Tocto
Tocto – die Plejaden, der große Sternhaufen, den die Inka Collca nannten, was „die Kornkammer“ bedeutet – ist das Zeichen der Gemeinschaft, der Ernte und der kollektiven Weisheit der Sieben. Im Landwirtschaftskalender der Anden waren die Plejaden der wichtigste astronomische Marker des Jahres: Ihre Helligkeit im Juni sagte die Qualität der kommenden Ernte voraus, und ihr heliakischer Aufstieg vor der Wintersonnenwende wurde von Coricancha aus mit heiliger Zeremonie beobachtet. Die unter Tocto Geborenen tragen diese kollektive Orientierung in sich – sie lesen die Zeichen der Zeit, fügen das fragmentierte Wissen der Gemeinschaft zu einem zusammenhängenden Ganzen zusammen und teilen ihre Interpretation mit ihren Mitmenschen. Die Tocto-Leute sind die Astronomen des Dorfes und die Hüter der Jahreszeitenuhr, deren Gabe, Muster in der Welt zu lesen, allen zur Verfügung steht, die auf sie angewiesen sind.
- Daten
- 19. Februar – 20. März
- Element
- Luft
- Herrscherplanet
- Die Plejaden und Pachamama
- Qualität
- Veränderbar (Gemeinsam)
- Stärken
- Visionär · Gemeinschaftsorientiert · Pflegend · Einfühlsam · Anpassungsfähig · Fruchtbar
- Schwächen
- Verstreut · Unentschlossen · Ängstlich · Übermäßig abhängig · Eskapist
Persönlichkeit
Tocto-Menschen tragen das Kollektiv auf eine für sie völlig natürliche Weise in ihrem Herzen – sie können ihr eigenes Wohlergehen nicht vollständig von dem der Gemeinschaften, denen sie angehören, trennen.
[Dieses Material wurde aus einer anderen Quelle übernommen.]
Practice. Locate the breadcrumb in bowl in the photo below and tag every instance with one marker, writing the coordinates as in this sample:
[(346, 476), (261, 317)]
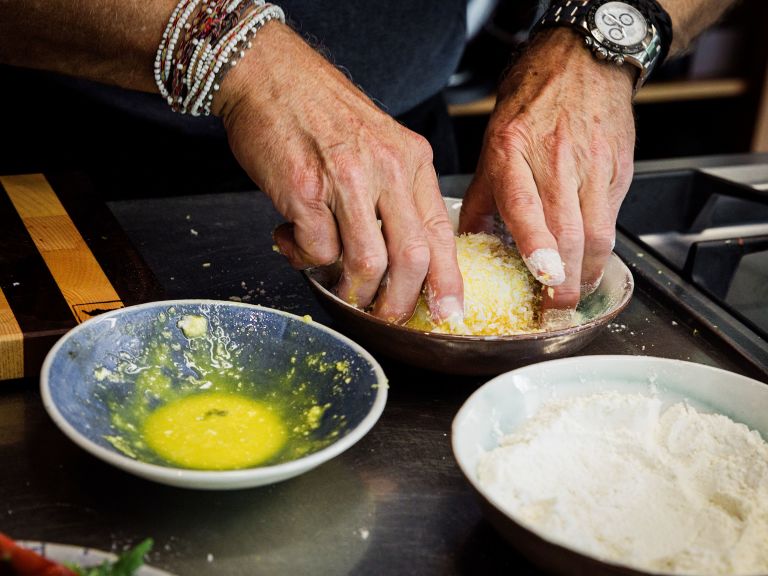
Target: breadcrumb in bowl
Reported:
[(504, 343)]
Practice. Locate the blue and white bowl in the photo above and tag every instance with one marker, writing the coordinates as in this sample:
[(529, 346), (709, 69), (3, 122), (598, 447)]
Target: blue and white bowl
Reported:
[(91, 371)]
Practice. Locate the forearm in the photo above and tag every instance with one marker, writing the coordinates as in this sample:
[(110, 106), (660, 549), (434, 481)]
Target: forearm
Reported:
[(112, 41), (691, 17)]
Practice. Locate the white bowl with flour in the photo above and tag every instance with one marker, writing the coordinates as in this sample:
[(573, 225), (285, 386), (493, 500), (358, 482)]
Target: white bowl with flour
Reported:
[(622, 465)]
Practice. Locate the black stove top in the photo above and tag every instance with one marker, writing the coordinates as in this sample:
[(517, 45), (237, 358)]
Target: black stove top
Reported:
[(700, 237)]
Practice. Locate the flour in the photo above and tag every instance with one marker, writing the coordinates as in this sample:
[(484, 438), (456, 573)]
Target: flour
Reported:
[(619, 477)]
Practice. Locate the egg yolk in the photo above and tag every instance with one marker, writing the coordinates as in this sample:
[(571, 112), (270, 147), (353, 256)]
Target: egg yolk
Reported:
[(215, 431)]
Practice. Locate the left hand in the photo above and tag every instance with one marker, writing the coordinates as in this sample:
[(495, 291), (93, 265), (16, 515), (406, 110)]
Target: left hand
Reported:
[(557, 161)]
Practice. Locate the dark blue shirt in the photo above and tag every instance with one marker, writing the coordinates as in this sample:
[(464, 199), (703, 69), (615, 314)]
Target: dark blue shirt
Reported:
[(399, 53)]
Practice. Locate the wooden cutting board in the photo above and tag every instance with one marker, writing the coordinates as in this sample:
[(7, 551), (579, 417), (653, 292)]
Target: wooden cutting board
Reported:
[(63, 259)]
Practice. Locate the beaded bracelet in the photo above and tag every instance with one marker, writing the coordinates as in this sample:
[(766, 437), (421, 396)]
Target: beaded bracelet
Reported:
[(203, 40)]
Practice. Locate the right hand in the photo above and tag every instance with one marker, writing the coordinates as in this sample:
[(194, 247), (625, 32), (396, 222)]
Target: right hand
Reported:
[(333, 163)]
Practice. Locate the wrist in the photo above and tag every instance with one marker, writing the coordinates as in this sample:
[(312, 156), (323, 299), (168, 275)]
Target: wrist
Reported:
[(237, 84), (563, 50)]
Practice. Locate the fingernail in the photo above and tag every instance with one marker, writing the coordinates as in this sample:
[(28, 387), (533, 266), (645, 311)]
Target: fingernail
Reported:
[(449, 310), (557, 318), (546, 266)]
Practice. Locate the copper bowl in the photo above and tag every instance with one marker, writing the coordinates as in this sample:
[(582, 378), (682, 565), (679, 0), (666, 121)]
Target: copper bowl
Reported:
[(476, 355)]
Sie beziehen Bedeutung aus der Zugehörigkeit, aus dem gemeinsamen Ritual, aus der Erfahrung, Teil von etwas zu sein, das größer ist als jedes Individuum. Wie die Plejaden selbst – die als Cluster und nicht als einzelne Sterne betrachtet werden müssen – offenbaren die Tocto-Menschen ihre ganze Brillanz in der Beziehung zu anderen. Sie sind von Natur aus gemeinschaftsorientiert und haben eine außergewöhnliche Gabe, unterschiedliche Perspektiven zu etwas zusammenzuführen, das jeder nutzen kann. Der Schatten entsteht, wenn die Bedürfnisse anderer Toctos eigene Bedürfnisse völlig verdrängen: Sie können ihre Energie in zu viele Richtungen verstreuen, ängstlich werden, wenn das Gemeinschaftsgefüge zerreißt, oder in die Flucht verfallen, wenn die Anforderungen an sie überwältigend werden. Die Herausforderung für Tocto besteht darin, zu lernen, auch die Nahrung zu erhalten, die sie anderen so großzügig anbieten.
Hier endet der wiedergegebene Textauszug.